Mit Spannung, aber auch mit etwas Grauen, werden die Aktienmärkte auf den Donnerstag warten, wenn die nächsten Anträge zur US-Arbeitslosigkeit gemeldet werden. Kommen dann die nächsten 6 bis 7 Millionen Fälle, die die US-Wirtschaft in die Regionen wie zur großen Krise von 1929 führen werden, zumindest kurzfristig? Und wird der Markt ein weiteres Mal so unbeeindruckt darüber hinwegsehen, weil man es ja erwartet hat?

Vorher gibt es noch ein paar Daten zur Industrieproduktion und zu den Einzelhandelsumsätzen im Monat März.

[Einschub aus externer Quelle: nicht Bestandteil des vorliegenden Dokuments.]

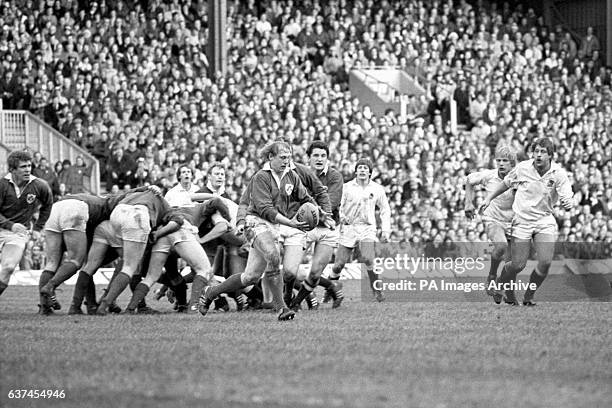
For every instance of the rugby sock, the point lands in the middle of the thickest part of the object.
(373, 277)
(80, 289)
(253, 292)
(180, 292)
(275, 283)
(199, 282)
(90, 293)
(189, 277)
(289, 283)
(65, 272)
(117, 285)
(537, 278)
(307, 287)
(45, 277)
(140, 291)
(494, 267)
(326, 283)
(231, 284)
(335, 273)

Gespannt werden Analysten auch nach Fernost blicken. In China begann die Viruskrise und von dort werden auch die ersten Zahlen in Richtung Normalisierung erwartet. Dort gibt es Daten am Freitag zum Bruttoinlandsprodukt, welches im ersten Quartal voll von Corona betroffen wurde. Wird es da auch so wundersame Fakten wie im Falle vom Covid-19 geben, von dem das 1,4 Milliarden-Volk tatsächlich nur von 82.000 Fällen betroffen gewesen sein solll?

Außerdem gibt es Zahlen aus Peking zur Entwicklung der Industrie im Monat März, in dem man schon langsam mit den ersten Schritten zur Normalisierung begonnen hat. Sicherlich von großem Interesse für den Westen, der der Entwicklung in China einige Monate hinterherläuft.

Fazit

Der ungewöhnlichste Bärenmarkt aller Zeiten nimmt weiter seinen Lauf. Nach dem steilsten und schnellsten Einbruch der Aktienmärkte aller Zeiten folgte die wohl schnellste Rückkehr in einen Bullenmarkt: allein der Dax ist schon wieder um 28 Prozent geklettert, nach einem steilen Absturz um 40 Prozent und dies alles seit dem 20. Februar.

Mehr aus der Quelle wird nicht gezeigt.